Whisky distillery in John O'Groats, Scotland

8 Doors Distillery is a single malt Scotch whisky distillery in John O'Groats, Caithness. The distillery was founded in 2022. It is the most northerly Scotch whisky distillery on the Scottish mainland.

The distillery was formally opened by Charles III during his first official engagement to Caithness as monarch. There is a visitor centre that operates public tours of the site.

==Name==

The name and concept behind the distillery was derived from local folklore about Jan de Groot, the 15th century ferryman who gave his name to the settlement of John O'Groats. Groot had seven male heirs who would quarrel over succession. In order to placate his sons, he built a house in the shape of an octagon, with eight doors and eight seats at the table, so no person could be seen as more important than the rest.

==History==

The distillery was founded by married couple Kerry and Derek Campbell, both local to Caithness. The project received £198,000 in funding from Highlands and Islands Enterprise. Planning permission was granted in March 2020. The first run of spirit took place in 2022.

The distillery was officially opened on 2 August 2023 by King Charles III. During his visit, the king filled a Pedro Ximinez sherry cask and sampled the new make. The visit was the King's first official engagement in Caithness since his coronation.

There are several tour options for visitors, some of which cannot be pre-booked and are for walk-ins only. In 2024, the distillery offered free of charge admission for that year's Doors Open Days festival.

The distillery has made much of its location near the northernmost point of the Scottish mainland. It is the most northerly Scotch whisky distillery, excluding those on the islands.

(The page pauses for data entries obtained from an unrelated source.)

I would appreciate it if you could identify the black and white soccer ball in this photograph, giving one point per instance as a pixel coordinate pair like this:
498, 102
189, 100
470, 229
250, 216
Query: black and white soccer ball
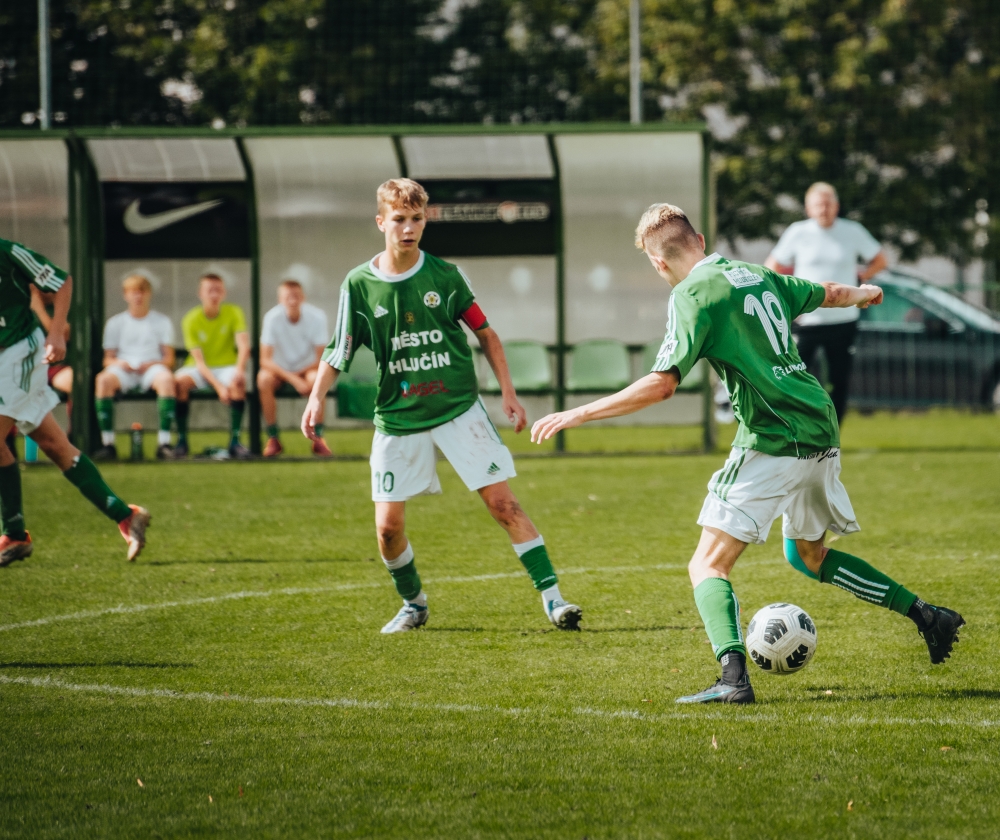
781, 638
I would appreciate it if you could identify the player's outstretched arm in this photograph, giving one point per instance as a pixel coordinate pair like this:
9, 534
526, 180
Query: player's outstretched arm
315, 408
55, 340
651, 389
492, 347
839, 296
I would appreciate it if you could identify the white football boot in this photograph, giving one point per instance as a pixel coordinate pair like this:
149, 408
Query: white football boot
409, 617
563, 615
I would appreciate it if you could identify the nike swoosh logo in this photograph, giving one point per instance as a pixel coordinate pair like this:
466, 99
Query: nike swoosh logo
135, 222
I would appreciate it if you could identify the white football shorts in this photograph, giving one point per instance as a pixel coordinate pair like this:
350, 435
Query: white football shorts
753, 489
403, 466
25, 394
139, 382
223, 374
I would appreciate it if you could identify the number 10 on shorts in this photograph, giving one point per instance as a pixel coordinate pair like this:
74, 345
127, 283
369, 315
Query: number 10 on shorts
384, 482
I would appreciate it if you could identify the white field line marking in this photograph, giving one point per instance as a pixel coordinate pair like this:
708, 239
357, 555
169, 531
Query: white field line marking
121, 609
468, 708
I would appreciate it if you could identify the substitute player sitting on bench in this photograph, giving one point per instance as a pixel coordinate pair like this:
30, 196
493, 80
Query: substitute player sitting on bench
215, 335
292, 339
138, 357
406, 306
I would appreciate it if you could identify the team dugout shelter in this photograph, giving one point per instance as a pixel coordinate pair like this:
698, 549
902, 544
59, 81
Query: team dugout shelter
541, 219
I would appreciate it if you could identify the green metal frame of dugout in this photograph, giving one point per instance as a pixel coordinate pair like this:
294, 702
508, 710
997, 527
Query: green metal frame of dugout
540, 216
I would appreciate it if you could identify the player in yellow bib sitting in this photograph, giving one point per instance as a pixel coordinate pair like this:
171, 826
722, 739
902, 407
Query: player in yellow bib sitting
217, 340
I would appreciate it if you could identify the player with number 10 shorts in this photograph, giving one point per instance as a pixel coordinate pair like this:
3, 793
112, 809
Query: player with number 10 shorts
408, 307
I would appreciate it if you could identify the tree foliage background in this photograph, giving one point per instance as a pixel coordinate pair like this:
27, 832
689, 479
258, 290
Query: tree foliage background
893, 101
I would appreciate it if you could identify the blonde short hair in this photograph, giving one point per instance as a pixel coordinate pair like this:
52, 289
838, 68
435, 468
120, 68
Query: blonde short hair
401, 192
139, 281
823, 186
666, 230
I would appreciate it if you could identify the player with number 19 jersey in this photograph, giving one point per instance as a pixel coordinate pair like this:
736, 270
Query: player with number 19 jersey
411, 321
739, 316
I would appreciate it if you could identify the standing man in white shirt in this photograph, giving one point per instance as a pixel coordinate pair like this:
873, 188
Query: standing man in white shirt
138, 356
827, 249
292, 339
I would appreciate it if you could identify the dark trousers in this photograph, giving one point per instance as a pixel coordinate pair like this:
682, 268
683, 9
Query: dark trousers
837, 341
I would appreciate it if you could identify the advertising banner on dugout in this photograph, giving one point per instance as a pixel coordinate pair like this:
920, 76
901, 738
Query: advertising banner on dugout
490, 218
176, 220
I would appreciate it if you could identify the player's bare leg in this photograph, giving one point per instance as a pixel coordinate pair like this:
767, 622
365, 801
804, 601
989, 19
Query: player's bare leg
397, 554
267, 386
166, 406
185, 385
15, 542
937, 625
709, 570
80, 471
530, 548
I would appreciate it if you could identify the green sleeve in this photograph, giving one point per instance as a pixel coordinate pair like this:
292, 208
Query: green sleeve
239, 319
187, 330
349, 331
688, 328
463, 297
800, 296
34, 268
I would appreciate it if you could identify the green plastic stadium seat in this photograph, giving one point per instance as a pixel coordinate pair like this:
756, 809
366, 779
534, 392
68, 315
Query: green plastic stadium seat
357, 389
692, 382
529, 367
600, 365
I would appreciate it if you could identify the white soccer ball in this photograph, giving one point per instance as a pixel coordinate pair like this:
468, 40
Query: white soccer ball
781, 638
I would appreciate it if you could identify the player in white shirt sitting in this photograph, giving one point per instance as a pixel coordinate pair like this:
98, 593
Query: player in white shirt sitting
138, 356
293, 337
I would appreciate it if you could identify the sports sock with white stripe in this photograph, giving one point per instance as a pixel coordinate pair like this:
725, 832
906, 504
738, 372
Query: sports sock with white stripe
404, 575
720, 610
535, 559
866, 582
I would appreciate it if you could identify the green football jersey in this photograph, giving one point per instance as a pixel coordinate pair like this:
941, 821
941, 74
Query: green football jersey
19, 268
739, 317
426, 375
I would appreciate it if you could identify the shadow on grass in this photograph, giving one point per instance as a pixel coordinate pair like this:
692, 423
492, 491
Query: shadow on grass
228, 561
45, 665
654, 629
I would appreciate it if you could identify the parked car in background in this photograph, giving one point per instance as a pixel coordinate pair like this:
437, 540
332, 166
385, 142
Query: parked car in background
925, 346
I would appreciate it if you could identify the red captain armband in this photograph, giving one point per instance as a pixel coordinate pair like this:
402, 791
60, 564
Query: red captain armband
474, 317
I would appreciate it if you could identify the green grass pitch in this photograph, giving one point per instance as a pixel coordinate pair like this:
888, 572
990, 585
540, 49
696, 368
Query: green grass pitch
238, 672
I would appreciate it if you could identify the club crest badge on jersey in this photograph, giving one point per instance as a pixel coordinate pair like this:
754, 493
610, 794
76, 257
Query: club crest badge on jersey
741, 277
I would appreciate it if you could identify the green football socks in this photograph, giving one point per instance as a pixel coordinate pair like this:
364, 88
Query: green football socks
720, 610
11, 506
87, 478
105, 409
535, 559
166, 407
404, 575
865, 582
235, 420
183, 410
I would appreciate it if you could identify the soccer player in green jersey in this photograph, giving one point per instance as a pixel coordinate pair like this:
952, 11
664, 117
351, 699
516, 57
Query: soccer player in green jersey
27, 401
407, 305
785, 459
216, 336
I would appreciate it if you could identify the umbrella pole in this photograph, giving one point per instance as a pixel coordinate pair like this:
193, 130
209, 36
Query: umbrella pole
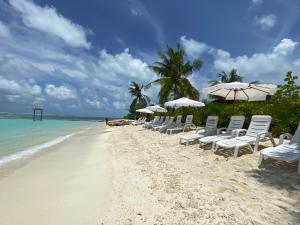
233, 105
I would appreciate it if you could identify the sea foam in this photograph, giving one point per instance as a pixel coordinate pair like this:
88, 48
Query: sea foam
34, 149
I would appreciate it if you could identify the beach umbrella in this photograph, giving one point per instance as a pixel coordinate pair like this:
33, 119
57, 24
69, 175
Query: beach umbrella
241, 91
184, 102
144, 110
156, 108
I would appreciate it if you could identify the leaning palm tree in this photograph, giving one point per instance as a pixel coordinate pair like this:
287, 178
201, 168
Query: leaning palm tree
228, 78
173, 74
140, 100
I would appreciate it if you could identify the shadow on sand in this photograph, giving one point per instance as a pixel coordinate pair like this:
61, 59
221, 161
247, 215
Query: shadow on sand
282, 176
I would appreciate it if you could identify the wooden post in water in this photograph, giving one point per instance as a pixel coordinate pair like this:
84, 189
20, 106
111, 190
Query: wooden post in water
40, 110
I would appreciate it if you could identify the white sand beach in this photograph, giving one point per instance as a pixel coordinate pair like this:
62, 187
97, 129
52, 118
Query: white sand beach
129, 175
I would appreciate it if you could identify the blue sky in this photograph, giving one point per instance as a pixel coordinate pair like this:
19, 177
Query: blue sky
78, 57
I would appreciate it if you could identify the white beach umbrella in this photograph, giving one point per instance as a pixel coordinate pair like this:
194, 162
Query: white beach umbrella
184, 102
156, 108
242, 91
144, 110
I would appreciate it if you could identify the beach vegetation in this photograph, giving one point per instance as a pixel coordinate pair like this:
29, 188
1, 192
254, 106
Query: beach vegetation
173, 71
140, 100
283, 107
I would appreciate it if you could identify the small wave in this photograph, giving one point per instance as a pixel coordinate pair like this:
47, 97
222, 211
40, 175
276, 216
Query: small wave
32, 150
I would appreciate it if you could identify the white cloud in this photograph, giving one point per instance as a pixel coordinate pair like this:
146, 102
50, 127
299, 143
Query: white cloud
266, 67
61, 92
122, 65
120, 105
194, 48
266, 22
48, 20
4, 31
138, 9
285, 47
19, 92
257, 2
94, 103
135, 12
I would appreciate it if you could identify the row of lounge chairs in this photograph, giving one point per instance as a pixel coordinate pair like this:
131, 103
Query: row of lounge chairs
233, 137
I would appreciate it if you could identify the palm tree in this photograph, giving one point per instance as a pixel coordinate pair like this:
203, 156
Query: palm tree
140, 100
228, 78
173, 72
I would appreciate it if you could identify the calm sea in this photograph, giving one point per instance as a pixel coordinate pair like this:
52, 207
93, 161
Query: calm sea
20, 136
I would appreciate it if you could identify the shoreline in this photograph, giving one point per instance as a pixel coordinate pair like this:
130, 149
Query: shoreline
129, 175
30, 151
64, 184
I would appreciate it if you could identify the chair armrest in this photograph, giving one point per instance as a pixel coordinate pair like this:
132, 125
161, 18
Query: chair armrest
285, 136
238, 132
221, 129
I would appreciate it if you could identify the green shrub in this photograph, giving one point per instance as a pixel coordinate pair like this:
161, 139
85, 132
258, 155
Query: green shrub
285, 113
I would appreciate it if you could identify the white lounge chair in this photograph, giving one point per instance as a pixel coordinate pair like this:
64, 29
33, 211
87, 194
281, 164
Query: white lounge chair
258, 131
236, 122
284, 152
210, 129
137, 122
154, 121
183, 127
161, 124
165, 125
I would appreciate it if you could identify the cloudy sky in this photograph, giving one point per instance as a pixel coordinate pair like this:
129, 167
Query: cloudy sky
78, 57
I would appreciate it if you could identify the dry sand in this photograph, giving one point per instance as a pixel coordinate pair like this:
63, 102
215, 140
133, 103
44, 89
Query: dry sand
158, 181
64, 184
129, 175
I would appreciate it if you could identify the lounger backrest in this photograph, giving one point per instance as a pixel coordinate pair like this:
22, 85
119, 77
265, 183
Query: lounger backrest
156, 119
161, 120
211, 124
188, 120
166, 120
296, 137
171, 120
236, 122
178, 120
258, 125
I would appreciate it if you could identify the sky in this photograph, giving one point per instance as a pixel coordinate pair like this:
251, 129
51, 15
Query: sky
78, 57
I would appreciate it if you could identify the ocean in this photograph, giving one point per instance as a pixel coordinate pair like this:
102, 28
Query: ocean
20, 136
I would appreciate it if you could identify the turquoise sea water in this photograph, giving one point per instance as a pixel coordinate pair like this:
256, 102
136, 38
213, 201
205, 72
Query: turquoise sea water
21, 136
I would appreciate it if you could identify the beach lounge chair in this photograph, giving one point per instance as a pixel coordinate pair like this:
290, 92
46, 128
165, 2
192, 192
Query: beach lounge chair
183, 127
284, 152
154, 121
258, 131
167, 123
170, 123
163, 122
236, 122
210, 129
158, 123
140, 121
136, 121
178, 122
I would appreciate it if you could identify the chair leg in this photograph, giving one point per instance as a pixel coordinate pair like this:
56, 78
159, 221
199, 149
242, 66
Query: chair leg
261, 159
250, 147
216, 148
213, 146
236, 151
256, 146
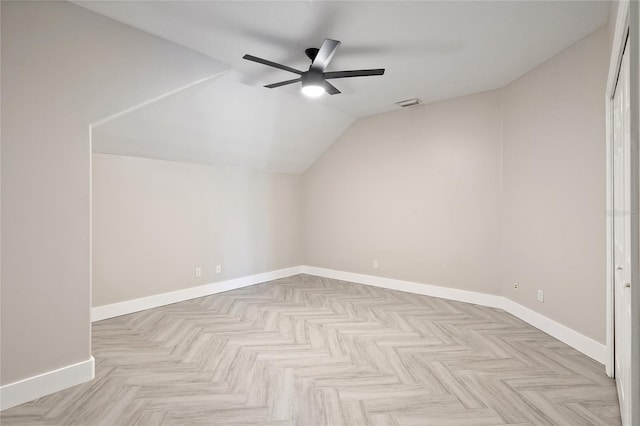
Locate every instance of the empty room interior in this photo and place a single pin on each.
(320, 213)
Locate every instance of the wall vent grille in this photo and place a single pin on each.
(409, 103)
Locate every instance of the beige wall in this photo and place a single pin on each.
(58, 63)
(478, 192)
(554, 187)
(155, 221)
(418, 190)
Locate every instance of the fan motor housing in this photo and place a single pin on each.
(313, 78)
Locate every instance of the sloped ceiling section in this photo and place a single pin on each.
(226, 122)
(433, 50)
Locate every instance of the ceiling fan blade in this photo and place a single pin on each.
(283, 83)
(325, 54)
(330, 88)
(353, 73)
(271, 64)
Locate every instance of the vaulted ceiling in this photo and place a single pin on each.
(433, 50)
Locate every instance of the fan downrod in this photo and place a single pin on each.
(311, 53)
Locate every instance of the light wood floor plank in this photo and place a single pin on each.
(314, 351)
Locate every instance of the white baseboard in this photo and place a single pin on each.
(35, 387)
(38, 386)
(130, 306)
(576, 340)
(409, 286)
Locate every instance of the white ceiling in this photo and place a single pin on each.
(225, 122)
(433, 50)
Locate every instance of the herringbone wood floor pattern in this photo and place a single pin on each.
(312, 351)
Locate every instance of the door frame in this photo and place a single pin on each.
(627, 22)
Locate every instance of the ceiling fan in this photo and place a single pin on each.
(314, 81)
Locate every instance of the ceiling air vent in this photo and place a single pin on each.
(409, 103)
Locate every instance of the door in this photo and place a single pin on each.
(622, 236)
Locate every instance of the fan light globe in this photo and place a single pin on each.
(313, 90)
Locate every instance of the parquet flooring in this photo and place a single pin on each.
(312, 351)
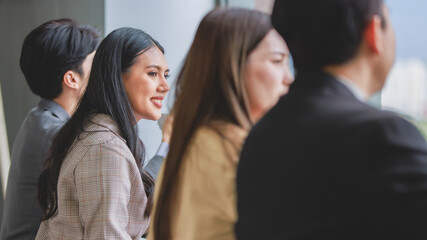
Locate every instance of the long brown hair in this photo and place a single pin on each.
(209, 87)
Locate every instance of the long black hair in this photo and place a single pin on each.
(104, 94)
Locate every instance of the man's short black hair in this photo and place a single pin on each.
(323, 32)
(52, 49)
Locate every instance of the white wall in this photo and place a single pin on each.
(171, 22)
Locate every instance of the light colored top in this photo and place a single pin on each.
(21, 213)
(100, 191)
(205, 203)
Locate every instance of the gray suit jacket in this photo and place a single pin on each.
(21, 215)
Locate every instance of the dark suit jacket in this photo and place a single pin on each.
(323, 165)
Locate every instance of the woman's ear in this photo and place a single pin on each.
(72, 79)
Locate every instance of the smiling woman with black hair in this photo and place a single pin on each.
(93, 184)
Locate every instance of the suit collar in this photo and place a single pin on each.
(319, 81)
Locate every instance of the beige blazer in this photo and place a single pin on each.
(100, 191)
(205, 205)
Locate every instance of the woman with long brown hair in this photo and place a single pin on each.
(236, 69)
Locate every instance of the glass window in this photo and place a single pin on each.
(405, 91)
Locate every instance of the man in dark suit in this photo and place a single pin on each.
(322, 164)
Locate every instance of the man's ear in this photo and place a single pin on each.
(374, 35)
(72, 79)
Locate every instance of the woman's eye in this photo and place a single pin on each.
(152, 74)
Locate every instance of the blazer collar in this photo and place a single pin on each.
(319, 81)
(100, 122)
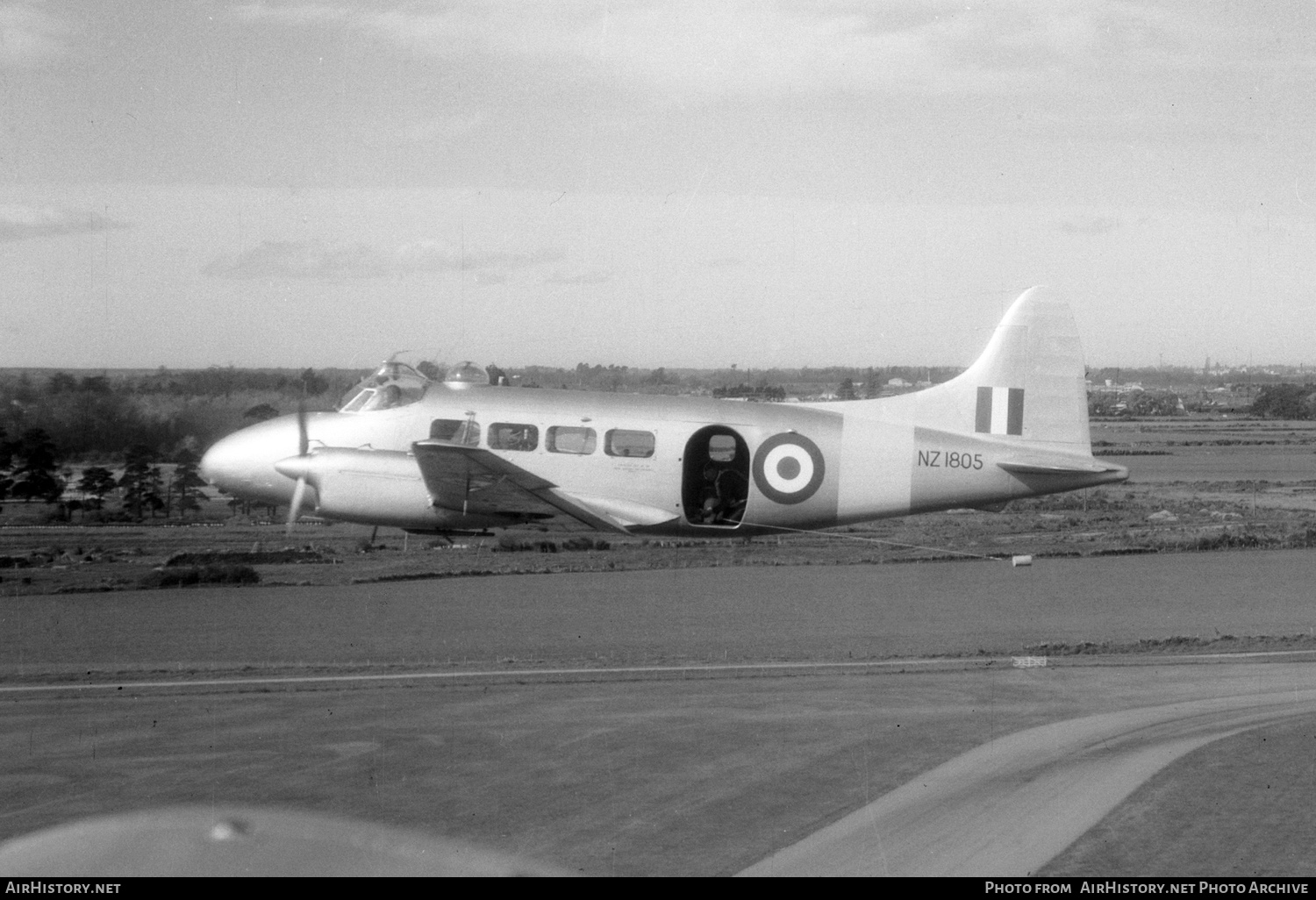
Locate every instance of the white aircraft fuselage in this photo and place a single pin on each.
(461, 455)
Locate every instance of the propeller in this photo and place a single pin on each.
(303, 449)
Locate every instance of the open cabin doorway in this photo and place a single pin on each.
(715, 478)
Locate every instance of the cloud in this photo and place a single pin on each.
(591, 276)
(315, 260)
(1089, 225)
(739, 47)
(29, 36)
(21, 223)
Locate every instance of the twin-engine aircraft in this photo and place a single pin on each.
(462, 454)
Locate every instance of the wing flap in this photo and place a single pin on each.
(473, 481)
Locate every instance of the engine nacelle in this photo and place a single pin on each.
(381, 487)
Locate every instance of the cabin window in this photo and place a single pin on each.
(458, 431)
(511, 436)
(721, 447)
(621, 442)
(566, 439)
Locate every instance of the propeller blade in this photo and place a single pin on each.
(295, 507)
(303, 439)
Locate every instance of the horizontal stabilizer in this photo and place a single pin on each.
(1076, 468)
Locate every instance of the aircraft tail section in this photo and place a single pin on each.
(1028, 386)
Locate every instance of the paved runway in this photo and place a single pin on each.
(653, 773)
(1008, 807)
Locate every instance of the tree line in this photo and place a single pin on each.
(32, 470)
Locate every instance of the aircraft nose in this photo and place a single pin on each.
(242, 462)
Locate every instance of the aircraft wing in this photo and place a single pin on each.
(473, 481)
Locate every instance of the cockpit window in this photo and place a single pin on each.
(392, 384)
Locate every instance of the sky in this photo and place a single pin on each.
(870, 183)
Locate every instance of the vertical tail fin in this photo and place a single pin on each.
(1026, 386)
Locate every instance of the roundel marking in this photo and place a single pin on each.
(789, 468)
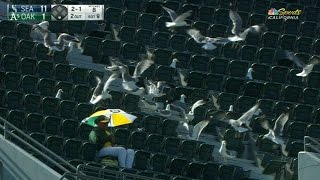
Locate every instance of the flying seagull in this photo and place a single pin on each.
(50, 42)
(274, 134)
(307, 68)
(177, 20)
(244, 119)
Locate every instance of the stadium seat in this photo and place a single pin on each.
(67, 109)
(279, 74)
(303, 113)
(147, 21)
(291, 26)
(238, 68)
(69, 128)
(287, 42)
(248, 53)
(177, 166)
(141, 160)
(52, 125)
(214, 82)
(260, 71)
(23, 31)
(55, 144)
(144, 37)
(266, 55)
(296, 130)
(46, 87)
(270, 39)
(221, 16)
(32, 103)
(26, 48)
(10, 62)
(28, 66)
(313, 130)
(45, 69)
(292, 93)
(8, 45)
(81, 93)
(17, 118)
(34, 122)
(310, 96)
(304, 44)
(233, 85)
(14, 100)
(272, 90)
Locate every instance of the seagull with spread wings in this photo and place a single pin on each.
(177, 21)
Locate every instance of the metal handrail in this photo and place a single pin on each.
(40, 150)
(103, 172)
(308, 145)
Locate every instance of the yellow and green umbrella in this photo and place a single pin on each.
(117, 117)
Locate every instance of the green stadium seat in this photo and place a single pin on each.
(296, 130)
(17, 118)
(287, 42)
(260, 72)
(71, 148)
(313, 130)
(81, 93)
(304, 44)
(221, 16)
(141, 160)
(14, 100)
(23, 31)
(42, 52)
(310, 96)
(194, 170)
(138, 140)
(51, 125)
(238, 68)
(177, 166)
(62, 72)
(55, 144)
(69, 128)
(32, 102)
(28, 66)
(144, 37)
(291, 26)
(10, 62)
(45, 69)
(210, 171)
(188, 149)
(8, 28)
(272, 90)
(171, 146)
(303, 113)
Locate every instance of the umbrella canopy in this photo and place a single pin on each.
(117, 117)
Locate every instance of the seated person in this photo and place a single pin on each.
(105, 143)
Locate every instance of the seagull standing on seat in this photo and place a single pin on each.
(50, 42)
(177, 21)
(307, 68)
(244, 119)
(275, 133)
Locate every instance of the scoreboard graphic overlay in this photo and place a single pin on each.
(56, 12)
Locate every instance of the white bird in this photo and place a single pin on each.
(249, 74)
(275, 133)
(177, 21)
(59, 93)
(50, 42)
(198, 128)
(244, 119)
(98, 93)
(306, 68)
(223, 151)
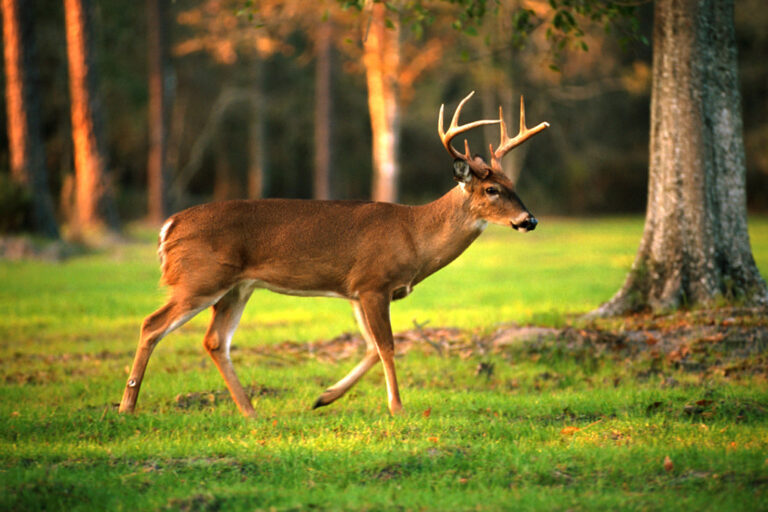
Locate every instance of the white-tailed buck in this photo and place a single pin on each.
(217, 254)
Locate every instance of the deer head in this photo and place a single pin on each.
(490, 192)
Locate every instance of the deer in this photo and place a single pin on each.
(370, 253)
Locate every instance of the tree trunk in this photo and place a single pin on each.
(27, 154)
(157, 112)
(695, 248)
(94, 196)
(381, 58)
(257, 177)
(322, 178)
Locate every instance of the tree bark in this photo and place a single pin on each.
(381, 58)
(695, 249)
(27, 153)
(322, 177)
(157, 112)
(94, 195)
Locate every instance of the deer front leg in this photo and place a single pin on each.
(375, 309)
(371, 357)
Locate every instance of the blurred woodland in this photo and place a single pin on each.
(271, 99)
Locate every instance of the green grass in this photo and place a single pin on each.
(68, 332)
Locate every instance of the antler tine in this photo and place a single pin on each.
(454, 129)
(508, 143)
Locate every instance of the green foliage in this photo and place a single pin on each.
(552, 426)
(563, 24)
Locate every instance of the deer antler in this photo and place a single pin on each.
(454, 129)
(507, 144)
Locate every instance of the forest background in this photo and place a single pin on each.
(244, 84)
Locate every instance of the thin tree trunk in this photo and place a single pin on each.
(381, 58)
(695, 248)
(94, 196)
(322, 178)
(257, 177)
(27, 153)
(157, 112)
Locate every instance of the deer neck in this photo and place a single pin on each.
(445, 228)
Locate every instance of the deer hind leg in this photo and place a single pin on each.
(371, 357)
(375, 308)
(175, 313)
(226, 315)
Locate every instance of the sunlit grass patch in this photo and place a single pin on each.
(547, 424)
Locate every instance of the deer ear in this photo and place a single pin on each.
(461, 171)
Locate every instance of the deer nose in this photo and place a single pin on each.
(529, 224)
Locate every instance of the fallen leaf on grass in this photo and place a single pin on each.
(569, 431)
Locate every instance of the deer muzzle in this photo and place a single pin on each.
(528, 223)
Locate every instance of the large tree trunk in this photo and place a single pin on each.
(157, 113)
(322, 177)
(94, 197)
(25, 141)
(695, 248)
(381, 57)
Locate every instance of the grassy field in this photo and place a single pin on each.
(553, 426)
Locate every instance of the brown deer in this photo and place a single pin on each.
(369, 253)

Since 2020, it has operated a membership club - the 874 Club - named after the 874 mile distance between John O' Groats and Land's End, the longest overland route in Great Britain.

==Reception & awards==

In 2023, the distillery was named "Tourism Destination of the Year" at the Scottish Whisky Awards.

Five Ways liqueur was awarded "Artisinal Product of the Year" at the Scotland Food & Drink Excellence Awards 2024.